In the present case, the molecules of the second layer acquire the tilted configuration; however, we link this behavior with adsorption at the edge of our model. In general, the d values of 4.126–4.168 Å are significantly larger than those for typical physisorption. On the contrary, the CO2 molecules representing the third layer show the distances of intermediate magnitudes compared with the previous cases (2.032–4.040 Å) (Figure 1). It witnesses in favor of considering these molecules as adsorbed ones.

We next turn to comparison of Eint and different energy constituents for CO2 adsorption (Table 1). The ideal adsorption energy window for CO2 storage is from −9.22 to −18.45 kcal/mol (from −0.4 to −0.8 eV) [25].

The first four CO2 molecules attached are of especial interest as they show the highest Eint values. Their magnitudes are in the range from −16.87 to −11.26 kcal/mol. These values correspond well the optimal energy range for a CO2 uptake. They are characterized by high Eel and Eind magnitudes, whereas Edisp is slightly lower. The non-zero quadrupole moment of the CO2 molecule promotes large Eel magnitudes, whereas Li+ shifts the electronic density of the CO2 molecules, and, thereby, enhances the Eind term. At the same time, the small quantity of the neighbor molecules accounts for the small dispersion interactions; the similar situation was observed earlier for hydrogen adsorption in hollow pores [47] or Li+-decorated nanostructures [48,49,50]. A close analysis was carried out for the next four molecules adsorbed. One may easily note the significant decrease in Eint values compared with the previous case. Besides this, the contribution of Eind to the total attractive interactions is rather small here, and it gives only one tenth of all attractive interactions. The significance of London dispersion is much higher, and the contributions of Edisp and Eel terms are nearly equal (Table 1).

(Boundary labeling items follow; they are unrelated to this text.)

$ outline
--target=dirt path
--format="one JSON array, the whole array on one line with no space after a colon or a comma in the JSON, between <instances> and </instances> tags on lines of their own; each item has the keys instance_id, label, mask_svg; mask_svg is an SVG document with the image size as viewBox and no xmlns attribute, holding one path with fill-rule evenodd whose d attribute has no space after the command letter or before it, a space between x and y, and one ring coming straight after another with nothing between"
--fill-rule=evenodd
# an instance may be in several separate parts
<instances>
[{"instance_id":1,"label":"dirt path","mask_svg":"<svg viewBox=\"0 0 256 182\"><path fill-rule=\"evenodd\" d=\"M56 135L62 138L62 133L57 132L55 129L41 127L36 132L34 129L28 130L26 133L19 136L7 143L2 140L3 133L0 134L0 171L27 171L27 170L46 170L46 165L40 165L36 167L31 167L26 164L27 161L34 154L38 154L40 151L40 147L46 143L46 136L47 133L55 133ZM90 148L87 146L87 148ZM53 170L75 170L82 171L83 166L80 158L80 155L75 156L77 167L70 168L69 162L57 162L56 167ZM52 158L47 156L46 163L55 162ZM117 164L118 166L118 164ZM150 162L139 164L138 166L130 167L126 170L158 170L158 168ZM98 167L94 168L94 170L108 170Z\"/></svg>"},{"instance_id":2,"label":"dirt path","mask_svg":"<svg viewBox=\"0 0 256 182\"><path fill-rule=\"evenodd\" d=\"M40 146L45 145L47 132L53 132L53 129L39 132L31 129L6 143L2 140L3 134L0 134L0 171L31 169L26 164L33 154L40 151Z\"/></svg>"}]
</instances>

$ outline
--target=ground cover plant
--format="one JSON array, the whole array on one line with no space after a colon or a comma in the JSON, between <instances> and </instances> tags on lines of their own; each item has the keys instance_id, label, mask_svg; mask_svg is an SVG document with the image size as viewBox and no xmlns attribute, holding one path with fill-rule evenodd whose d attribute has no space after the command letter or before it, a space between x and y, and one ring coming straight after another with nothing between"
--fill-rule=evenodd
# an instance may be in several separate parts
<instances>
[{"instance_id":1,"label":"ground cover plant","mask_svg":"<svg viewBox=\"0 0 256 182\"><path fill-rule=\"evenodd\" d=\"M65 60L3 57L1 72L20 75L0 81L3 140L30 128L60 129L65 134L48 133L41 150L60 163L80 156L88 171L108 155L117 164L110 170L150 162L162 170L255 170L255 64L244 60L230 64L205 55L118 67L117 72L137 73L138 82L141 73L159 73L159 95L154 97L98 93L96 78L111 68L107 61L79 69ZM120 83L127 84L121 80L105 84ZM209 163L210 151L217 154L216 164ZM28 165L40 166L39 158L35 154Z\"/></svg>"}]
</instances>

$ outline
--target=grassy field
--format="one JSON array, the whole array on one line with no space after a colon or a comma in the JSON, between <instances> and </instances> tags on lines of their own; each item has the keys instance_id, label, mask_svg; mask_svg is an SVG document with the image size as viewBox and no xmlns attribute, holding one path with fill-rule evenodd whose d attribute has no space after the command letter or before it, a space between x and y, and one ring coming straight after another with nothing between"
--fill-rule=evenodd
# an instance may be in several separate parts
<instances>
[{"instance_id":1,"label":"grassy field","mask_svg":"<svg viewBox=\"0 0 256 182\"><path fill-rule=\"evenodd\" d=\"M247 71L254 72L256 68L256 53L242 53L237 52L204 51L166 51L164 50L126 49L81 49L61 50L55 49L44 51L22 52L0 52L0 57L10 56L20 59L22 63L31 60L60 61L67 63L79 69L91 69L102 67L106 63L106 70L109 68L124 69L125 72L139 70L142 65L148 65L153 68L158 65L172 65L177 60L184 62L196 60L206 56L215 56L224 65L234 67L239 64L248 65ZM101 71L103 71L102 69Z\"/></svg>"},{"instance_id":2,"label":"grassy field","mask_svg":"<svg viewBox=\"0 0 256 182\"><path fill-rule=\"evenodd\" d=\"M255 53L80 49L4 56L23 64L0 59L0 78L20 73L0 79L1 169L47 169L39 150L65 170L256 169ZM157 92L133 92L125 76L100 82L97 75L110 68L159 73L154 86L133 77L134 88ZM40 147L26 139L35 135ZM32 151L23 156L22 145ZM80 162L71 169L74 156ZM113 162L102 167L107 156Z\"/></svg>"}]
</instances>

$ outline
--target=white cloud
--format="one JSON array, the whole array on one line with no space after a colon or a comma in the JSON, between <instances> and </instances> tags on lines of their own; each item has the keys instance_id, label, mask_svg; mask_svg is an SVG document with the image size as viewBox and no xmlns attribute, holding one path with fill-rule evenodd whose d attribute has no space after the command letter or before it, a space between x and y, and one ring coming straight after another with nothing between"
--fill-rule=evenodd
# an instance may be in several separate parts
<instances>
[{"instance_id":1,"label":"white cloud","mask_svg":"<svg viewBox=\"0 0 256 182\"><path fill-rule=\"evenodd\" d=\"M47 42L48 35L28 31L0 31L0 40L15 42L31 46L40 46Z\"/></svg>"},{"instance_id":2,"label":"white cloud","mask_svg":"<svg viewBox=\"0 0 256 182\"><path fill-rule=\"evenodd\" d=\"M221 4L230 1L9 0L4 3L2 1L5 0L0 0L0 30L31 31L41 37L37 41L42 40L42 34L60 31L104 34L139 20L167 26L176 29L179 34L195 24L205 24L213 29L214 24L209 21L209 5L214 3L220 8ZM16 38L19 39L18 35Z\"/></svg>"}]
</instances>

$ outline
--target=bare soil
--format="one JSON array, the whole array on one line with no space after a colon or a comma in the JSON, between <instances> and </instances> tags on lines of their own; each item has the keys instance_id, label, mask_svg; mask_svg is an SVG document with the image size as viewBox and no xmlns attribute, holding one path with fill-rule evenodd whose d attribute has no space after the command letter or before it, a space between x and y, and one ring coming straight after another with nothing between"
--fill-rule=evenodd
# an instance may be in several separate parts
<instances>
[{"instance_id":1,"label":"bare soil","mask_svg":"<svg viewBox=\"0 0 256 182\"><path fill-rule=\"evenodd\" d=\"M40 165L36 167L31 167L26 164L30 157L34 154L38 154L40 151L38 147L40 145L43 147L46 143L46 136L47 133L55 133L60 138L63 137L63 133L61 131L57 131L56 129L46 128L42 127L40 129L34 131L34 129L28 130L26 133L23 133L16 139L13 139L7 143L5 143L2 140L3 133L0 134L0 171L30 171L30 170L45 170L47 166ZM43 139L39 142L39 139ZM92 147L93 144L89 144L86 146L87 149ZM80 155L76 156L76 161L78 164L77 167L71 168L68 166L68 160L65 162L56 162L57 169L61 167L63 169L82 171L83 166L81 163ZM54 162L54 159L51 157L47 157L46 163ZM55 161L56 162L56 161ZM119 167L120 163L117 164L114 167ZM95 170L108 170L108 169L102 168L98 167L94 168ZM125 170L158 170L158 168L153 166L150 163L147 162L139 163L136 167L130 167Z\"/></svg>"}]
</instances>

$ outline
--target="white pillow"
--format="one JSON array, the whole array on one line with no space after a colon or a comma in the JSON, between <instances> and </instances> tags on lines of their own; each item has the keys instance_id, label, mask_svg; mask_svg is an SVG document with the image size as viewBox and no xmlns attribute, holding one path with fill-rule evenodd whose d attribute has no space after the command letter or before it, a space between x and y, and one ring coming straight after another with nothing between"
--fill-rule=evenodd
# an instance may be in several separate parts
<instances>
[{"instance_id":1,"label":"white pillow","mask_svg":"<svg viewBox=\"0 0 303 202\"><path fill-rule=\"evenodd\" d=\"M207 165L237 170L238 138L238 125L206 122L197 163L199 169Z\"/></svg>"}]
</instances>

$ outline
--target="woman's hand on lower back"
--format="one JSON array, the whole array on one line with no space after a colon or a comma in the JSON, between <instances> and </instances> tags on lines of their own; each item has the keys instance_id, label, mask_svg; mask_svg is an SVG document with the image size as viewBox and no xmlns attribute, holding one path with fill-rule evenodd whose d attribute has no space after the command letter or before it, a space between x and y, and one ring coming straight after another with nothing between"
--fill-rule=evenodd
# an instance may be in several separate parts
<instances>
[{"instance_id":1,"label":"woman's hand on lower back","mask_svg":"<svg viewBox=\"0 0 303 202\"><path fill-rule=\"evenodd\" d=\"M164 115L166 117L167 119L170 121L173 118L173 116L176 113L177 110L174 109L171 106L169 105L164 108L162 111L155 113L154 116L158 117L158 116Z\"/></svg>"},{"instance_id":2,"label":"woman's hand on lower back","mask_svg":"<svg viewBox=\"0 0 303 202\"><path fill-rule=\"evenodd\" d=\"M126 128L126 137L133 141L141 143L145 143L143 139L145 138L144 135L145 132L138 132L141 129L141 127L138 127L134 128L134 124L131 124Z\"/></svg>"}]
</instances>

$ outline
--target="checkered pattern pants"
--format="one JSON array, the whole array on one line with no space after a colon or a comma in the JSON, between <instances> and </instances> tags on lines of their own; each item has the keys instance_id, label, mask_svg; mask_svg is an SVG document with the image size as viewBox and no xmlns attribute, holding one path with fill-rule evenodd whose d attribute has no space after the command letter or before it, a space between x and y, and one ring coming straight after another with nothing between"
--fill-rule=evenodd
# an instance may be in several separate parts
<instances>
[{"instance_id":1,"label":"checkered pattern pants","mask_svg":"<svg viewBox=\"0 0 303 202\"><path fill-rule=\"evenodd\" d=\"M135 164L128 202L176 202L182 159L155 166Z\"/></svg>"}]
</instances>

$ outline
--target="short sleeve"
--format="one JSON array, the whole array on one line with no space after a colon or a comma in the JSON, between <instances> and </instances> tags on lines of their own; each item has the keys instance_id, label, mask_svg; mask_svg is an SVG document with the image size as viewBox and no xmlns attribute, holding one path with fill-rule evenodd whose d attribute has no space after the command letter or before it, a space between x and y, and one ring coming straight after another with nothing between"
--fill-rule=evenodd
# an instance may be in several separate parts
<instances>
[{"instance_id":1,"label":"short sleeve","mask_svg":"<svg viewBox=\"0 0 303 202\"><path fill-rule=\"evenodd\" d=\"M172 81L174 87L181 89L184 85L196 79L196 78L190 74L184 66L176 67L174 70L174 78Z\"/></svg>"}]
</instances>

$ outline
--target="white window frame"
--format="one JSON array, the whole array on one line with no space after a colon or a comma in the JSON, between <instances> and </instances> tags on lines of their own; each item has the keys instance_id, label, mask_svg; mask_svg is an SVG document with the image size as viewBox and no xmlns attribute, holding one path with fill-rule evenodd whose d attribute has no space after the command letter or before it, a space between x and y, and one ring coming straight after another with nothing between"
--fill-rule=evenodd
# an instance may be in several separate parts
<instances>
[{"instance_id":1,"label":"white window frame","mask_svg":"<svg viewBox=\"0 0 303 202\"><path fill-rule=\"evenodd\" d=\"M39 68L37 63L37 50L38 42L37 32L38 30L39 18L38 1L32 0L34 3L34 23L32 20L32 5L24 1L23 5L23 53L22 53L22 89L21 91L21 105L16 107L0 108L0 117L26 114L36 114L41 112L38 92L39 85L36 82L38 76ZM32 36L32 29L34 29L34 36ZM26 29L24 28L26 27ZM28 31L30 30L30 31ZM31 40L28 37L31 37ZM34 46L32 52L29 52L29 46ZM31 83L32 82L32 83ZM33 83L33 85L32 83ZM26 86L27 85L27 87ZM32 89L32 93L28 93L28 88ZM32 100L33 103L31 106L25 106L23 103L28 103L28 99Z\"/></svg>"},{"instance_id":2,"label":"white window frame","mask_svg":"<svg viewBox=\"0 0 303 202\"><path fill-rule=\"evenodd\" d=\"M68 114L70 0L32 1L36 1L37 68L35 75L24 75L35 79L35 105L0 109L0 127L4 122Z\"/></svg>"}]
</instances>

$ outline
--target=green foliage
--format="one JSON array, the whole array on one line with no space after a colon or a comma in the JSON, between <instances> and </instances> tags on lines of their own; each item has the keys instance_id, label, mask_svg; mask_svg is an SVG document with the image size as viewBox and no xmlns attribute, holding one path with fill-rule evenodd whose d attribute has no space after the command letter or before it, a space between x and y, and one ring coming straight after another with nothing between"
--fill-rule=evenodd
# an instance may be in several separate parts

Finally, for the last four CO2 molecules, the trend slightly varies, and one can observe the intermediate Eint values, which are significantly lower compared with the first four molecules. However, they are high enough to be superior compared with the second four molecules. Indeed, the Edisp term diminishes as the small quantity of CO2 is located above the Li cation. At the same time, Eind is much higher as the positions of the adsorbed molecules are closer to Li+ (Figure 1, Table 1). To sum up, the first four molecules are described by the highest Eint, the second four molecules exhibit the smallest Eint, and the Eint values for the last four CO2 molecules fall between them. We suppose that 1–4 CO2 molecules should play a major role in determining the CO2 uptake value for Li+@coronene, but we should keep in mind 9–12 CO2 molecules and thoroughly study the behavior of the systems in detail further.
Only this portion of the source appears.